Según las nuevas reglas, que se anunciarán en las próximas 48 horas, los agentes de la patrulla fronteriza devolverán inmediatamente a cualquier persona a México, sin ninguna detención y sin el debido proceso, que intente cruzar ilegalmente la frontera suroeste. Ya no serán retenidos por ningún período de tiempo en una instalación estadounidense.

El Wall Street Journal informó que la nueva política también se aplicaría en la frontera canadiense: “Debido al coronavirus, la administración de Trump está considerando un plan para cerrar la frontera de Estados Unidos con México y Canadá a los solicitantes de asilo, entre otros.”

¿Se atreverán los demócratas a tratar de desafiar estas nuevas políticas? Será políticamente arriesgado para los demócratas intentar luchar para abrir las fronteras cuando millones de personas ni siquiera quieren abandonar sus hogares. Están en una situación que no pueden ganar gracias al presidente Trump.

Si luchan para abrir las fronteras, el presidente Trump puede dejar que el pueblo estadounidense sepa que los demócratas los están poniendo en peligro.

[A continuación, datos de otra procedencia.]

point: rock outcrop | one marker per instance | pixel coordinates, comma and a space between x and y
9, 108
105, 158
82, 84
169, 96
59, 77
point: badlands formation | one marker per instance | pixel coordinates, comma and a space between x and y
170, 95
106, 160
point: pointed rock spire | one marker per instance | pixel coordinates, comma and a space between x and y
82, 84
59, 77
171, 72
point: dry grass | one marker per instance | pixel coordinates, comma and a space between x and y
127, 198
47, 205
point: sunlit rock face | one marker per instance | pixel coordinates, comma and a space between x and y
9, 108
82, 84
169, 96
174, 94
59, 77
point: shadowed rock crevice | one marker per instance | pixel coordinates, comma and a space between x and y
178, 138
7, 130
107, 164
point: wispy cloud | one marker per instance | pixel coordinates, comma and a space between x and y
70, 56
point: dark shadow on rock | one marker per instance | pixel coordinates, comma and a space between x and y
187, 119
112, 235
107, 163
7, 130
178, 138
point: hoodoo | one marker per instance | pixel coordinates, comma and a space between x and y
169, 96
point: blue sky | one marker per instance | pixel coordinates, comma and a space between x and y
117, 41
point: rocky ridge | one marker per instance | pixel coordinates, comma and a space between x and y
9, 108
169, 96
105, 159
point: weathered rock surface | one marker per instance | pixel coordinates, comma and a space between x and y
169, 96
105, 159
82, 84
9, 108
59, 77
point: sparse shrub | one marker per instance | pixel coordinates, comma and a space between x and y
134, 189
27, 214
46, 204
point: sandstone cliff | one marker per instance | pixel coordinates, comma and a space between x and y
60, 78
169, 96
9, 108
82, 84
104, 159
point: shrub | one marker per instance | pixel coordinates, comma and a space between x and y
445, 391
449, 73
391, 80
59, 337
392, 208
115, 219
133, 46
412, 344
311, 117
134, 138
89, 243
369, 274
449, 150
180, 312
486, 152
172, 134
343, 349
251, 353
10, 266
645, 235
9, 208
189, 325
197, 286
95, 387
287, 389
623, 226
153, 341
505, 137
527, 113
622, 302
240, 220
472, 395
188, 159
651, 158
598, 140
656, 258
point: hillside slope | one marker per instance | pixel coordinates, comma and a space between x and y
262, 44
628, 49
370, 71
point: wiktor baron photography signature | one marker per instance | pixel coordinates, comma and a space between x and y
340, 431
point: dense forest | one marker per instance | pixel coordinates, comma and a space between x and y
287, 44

Si los demócratas no luchan, nuestras fronteras estarán selladas durante muchos meses hasta el punto de que podamos ver un impacto real en la economía de los Estados Unidos. Sin un flujo constante de mano de obra extranjera barata, el 1% se verá obligado a contratar estadounidenses nuevamente, lo que aumentará los salarios y ayudará con el desempleo.